Zum Abend hat seine Achse im 500 hPa-Niveau schon den Westen Polens und den
äußersten Südosten Bayerns erreicht. Rückseitig greift auf den Westen ein
schwacher Rücken über. Während mit dem Rücken ein Bodenhoch namens INGO in
Verbindung steht, dessen Schwerpunkt vom Seegebiet westlich der Bretagne über
den Norden Frankreichs bis etwa zum Oberrhein vorankommt, korreliert mit dem
Langwellentrog ein kleinräumiges Bodentief (SARAI. Dessen Lebensdauer ist
allerdings limitiert. Während es am Morgen noch als abgeschlossene, aber sehr
kleinräumige Zyklone mit einem Kerndruck von etwa 1013 hPa bei der Wesermündung
auszumachen ist, füllt es sich zusehends auf und macht somit eine Transformation
hin zu einem Bodentrog durch. Als solcher erreicht er bzw. es zum Abend das
Erzgebirge, so zumindest der Gedankengang von ICON-D2. Die Globalmodelle ICON
und EZMW simulieren dies ähnlich. Auf der Südwestflanke des Tiefs bzw. des
Bodentroges zeigen die Druckfelder einen recht scharfen Gradienten. Dieser sorgt
in einem Streifen vom Nordwesten in den Südosten verbreitet für steife Böen Bft
7. Lokal kann auch in tieferen Lagen die ein oder andere Böe Bft 8 dabei sein,
was insbesondere in kräftigeren Schauern der Fall sein kann. Einzelne Gewitter
erscheinen bei Temperaturen von etwa -5 Grad in 850 hPa und -35 Grad in 500 hPa
nicht gänzlich ausgeschlossen, MOS und auch die Pseudo-Synops von ICON-D2
reagieren diesbezüglich aber sehr zurückhaltend, und insgesamt sollte die
Konvektion auch nicht sehr hochreichend sein (Feuchte bis etwa 700 hPa bei ca.
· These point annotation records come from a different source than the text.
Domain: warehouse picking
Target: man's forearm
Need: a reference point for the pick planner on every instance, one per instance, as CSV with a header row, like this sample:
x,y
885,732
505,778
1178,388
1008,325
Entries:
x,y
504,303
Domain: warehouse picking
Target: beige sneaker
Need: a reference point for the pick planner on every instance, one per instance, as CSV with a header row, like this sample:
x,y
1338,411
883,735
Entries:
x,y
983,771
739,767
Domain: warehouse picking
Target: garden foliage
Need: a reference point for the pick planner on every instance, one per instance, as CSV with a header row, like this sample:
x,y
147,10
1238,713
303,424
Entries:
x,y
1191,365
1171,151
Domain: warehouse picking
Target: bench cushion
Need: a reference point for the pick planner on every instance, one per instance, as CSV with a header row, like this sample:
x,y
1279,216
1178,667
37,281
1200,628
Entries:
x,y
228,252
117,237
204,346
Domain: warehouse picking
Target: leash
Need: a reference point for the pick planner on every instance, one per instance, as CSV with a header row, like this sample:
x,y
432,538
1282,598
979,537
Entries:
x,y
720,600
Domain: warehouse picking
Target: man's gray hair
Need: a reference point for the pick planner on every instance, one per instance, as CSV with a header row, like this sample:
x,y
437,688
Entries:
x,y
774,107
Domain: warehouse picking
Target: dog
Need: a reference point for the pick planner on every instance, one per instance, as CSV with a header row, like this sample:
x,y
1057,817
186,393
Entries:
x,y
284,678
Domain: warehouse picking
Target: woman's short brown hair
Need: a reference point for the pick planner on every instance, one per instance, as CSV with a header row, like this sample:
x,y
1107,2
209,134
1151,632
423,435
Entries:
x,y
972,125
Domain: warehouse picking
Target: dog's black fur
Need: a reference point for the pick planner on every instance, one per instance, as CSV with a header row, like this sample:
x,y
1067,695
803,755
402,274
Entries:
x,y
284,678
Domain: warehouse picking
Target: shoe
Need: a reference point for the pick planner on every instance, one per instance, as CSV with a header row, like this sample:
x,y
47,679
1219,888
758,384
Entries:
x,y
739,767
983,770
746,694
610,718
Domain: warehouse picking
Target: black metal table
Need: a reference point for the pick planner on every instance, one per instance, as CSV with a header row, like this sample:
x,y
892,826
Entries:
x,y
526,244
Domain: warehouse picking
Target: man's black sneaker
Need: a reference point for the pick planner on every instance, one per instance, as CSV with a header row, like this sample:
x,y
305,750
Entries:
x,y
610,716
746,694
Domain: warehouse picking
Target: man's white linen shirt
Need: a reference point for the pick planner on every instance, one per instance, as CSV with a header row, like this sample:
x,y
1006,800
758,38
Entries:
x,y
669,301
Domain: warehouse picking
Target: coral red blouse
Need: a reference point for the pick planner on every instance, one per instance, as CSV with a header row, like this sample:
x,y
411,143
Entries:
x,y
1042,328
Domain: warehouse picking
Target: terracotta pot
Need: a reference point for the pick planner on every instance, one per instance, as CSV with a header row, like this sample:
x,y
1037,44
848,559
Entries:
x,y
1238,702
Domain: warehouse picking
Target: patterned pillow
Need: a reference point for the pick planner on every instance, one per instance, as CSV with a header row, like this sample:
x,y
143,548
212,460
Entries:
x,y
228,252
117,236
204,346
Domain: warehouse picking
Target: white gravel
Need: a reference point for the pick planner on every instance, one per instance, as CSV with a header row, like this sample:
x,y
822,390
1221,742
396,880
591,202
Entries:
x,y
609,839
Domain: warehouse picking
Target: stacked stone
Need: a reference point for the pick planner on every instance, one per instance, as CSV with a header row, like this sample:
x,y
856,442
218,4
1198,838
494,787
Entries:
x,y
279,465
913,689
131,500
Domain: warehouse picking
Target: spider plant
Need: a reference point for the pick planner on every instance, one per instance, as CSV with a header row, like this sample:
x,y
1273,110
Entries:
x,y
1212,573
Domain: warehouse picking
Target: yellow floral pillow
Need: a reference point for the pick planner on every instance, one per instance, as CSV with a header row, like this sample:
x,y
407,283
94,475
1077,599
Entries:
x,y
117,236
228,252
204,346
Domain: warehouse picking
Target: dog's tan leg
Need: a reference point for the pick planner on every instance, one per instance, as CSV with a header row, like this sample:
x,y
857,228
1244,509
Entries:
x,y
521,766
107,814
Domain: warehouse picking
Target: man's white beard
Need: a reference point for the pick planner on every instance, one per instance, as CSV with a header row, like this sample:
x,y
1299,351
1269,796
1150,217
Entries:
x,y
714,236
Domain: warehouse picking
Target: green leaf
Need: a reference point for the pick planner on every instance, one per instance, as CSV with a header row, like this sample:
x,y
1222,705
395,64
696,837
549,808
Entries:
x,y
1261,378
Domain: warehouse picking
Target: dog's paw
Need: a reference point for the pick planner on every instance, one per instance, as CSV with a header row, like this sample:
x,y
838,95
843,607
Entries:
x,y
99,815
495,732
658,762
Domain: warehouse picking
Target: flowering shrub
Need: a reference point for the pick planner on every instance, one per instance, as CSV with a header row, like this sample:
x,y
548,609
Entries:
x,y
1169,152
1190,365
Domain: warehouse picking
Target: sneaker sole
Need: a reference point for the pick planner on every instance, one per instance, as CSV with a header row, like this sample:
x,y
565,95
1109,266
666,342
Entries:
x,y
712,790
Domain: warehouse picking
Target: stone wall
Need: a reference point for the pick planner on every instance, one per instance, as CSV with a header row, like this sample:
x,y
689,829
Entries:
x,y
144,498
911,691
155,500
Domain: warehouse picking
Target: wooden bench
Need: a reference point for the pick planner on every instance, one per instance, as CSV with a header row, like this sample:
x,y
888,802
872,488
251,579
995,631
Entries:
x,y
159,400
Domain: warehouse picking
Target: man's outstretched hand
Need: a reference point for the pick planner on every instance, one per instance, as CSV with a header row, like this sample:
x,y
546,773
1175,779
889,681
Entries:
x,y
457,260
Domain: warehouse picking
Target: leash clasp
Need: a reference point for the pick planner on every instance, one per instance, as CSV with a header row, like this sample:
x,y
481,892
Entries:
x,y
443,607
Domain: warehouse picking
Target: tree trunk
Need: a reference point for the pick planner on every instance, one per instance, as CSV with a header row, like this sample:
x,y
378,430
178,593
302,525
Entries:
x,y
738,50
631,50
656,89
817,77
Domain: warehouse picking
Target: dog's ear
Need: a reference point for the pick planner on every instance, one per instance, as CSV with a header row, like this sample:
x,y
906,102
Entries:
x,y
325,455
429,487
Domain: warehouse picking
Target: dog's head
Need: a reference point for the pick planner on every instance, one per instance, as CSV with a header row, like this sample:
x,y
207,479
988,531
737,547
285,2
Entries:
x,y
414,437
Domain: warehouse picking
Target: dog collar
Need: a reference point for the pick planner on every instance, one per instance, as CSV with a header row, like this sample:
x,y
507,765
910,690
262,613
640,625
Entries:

-15 Grad. Exponiert, sowohl an der Nordseeküste als auch im Bergland, reicht es
für Bft 8 bis 9. Neben der beschriebenen "Baustelle" des durchziehenden Tiefs
ist auch eine vorderseitig den Süden überquerende wellende Kaltfront
beachtenswert, die schon am Mittag die Alpen erreicht haben wird. Sie gehört zum
inzwischen über Osteuropa anzutreffenden Tief TANYALAK und ihre Verlagerung hat
zur Folge, dass schon im Laufe des Vormittags und des Mittags die Schneefälle,
abgesehen vom Alpenraum, nachlassen. Auf ihrer Vorderseite liegt die
Schneefallgrenze an den Alpen zurzeit noch bei etwa 1000 m, sie sinkt dort aber
im Verlauf des Vormittages auf etwa 400 m ab, mithin auf das Niveau, das aktuell
schon in Sachsen, Franken oder weiten Teilen Baden-Württembergs das Maß der
Dinge ist. In kräftigen Schauern kann sie auch tiefer liegen. Der Zuwachs an
Neuschnee in den mittleren und höheren Lagen liegt meist bei 1 bis 5 cm, im Stau
der Alpen bei etwa 10 cm, im Allgäu können sich bis zu 15 cm akkumulieren. Auch
in den mit der Tiefpassage verbundenen Schauern kann Schnee oder Graupel, teils
bis in tiefere Lagen, auftreten. Dabei bleiben die Neuschneemangen aber gering
und sind meist auch nur vorübergehender Natur.

In der Nacht zum Samstag setzt sich eine deutliche Wetterberuhigung durch. Hoch
INGO überquert den Süden Deutschlands und erreicht zum Morgen Ostbayern. Von der
Nordsee her greift der zugehörige Höhenrücken auf den Westen Deutschlands über,
seine Achse erstreckt sich in den Frühstunden etwa von der Saar bis zur Lübecker
Bucht. Damit kommt die rückseitig der Kaltfront und des kleiräumigen Tiefs bzw.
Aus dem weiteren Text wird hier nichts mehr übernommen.